Родной митрохинский институт-НИИ "Бытпроммаш" помещался в небольшом старинном особняке с пузатымя полуколоннами у входа и четырьмя кариатидами, что вот уже свыше двухсот лет, и пять из них-на памяти Бориса, день за днем со скорбными улыбками держали на нежных девичьих плечах широкий и тяжкий балкон. Мигрохин всегда с сочувствием поглядывал на этих гологрудых бедолаг: держитесь, девочки! Дом находился под охраной государства, о чем свидетельствовала чугунная доска, укрепленная на уровне второго этажа. У входа зеленела стеклянная вывеска учреждения. Митрохин, пришедший сегодня раньше обычного, в числе первых миновал проходную, весело насвистывая, взбежал по широкой, затейливо изукрашенной мраморной лестнице, прошел по коридору и бодро вошел в приоткрытые двери с табличкой:
"Конструкторское бюро, группа 2".
Как обычно по утрам, Серафима Мироновна, их чертежница, уже заваривала чай на категорически запрещенной электроплитке, и пар чуть пошевеливал прикнопленноe к стене бумажное уведомление в рамке, тщательно выполненное самой Серафимой: "Ответственный за противопожарную безопасность-С. М. Васильева". Большая и светлая комната впритык была заставлена столами и кульманами, и в утреннем малолюдье особенно бросалось в глаза, какая же у них теснотища.

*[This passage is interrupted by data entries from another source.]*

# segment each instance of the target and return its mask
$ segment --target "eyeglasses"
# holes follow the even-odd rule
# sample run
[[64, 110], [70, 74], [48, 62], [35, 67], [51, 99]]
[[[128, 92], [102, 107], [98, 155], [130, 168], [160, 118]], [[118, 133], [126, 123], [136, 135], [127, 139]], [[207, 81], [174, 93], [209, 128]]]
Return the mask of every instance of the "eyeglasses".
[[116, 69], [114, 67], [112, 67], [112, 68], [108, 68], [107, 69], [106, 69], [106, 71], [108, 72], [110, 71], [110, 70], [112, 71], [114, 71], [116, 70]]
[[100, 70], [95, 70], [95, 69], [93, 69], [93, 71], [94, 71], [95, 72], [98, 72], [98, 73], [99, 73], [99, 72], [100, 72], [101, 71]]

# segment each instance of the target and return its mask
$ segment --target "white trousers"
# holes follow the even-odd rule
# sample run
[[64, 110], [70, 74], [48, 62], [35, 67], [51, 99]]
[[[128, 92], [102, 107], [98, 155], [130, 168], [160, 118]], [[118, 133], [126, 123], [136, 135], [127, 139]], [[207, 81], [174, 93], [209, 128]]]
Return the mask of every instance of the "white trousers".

В красном углу комнаты, за своим начальничьим столом уже сидел сам Жорж. Кому Жорж, а кому Георгии Андреевич Бочко-Задонский, обремененный животом и гипертонией крупногабаритный мужчина, некогда - русокудрый могучий красавец. Митрохину он был Георгием Андреевичем. Бочко-Задонский всегда приходил на работу первым. И как обычно, стоял уже у своего кульмана, задумчиво закусив палец, старательный Эдик Грендруков - "потливый ум", как ядовито окрестил его Борисов приятель, блестящий конструктор и редкостный неудачник Серега Пересветов. За соседним с Эдиковым столом, прямо на чертежах разложив свою косметику, беззаветно трудилась Ирочка Стебликова, самый молодой конструктор группы.
- Привет, коллеги! - поздоровался вошедший Митрохин.- Ирочка, что с тобой стряслось?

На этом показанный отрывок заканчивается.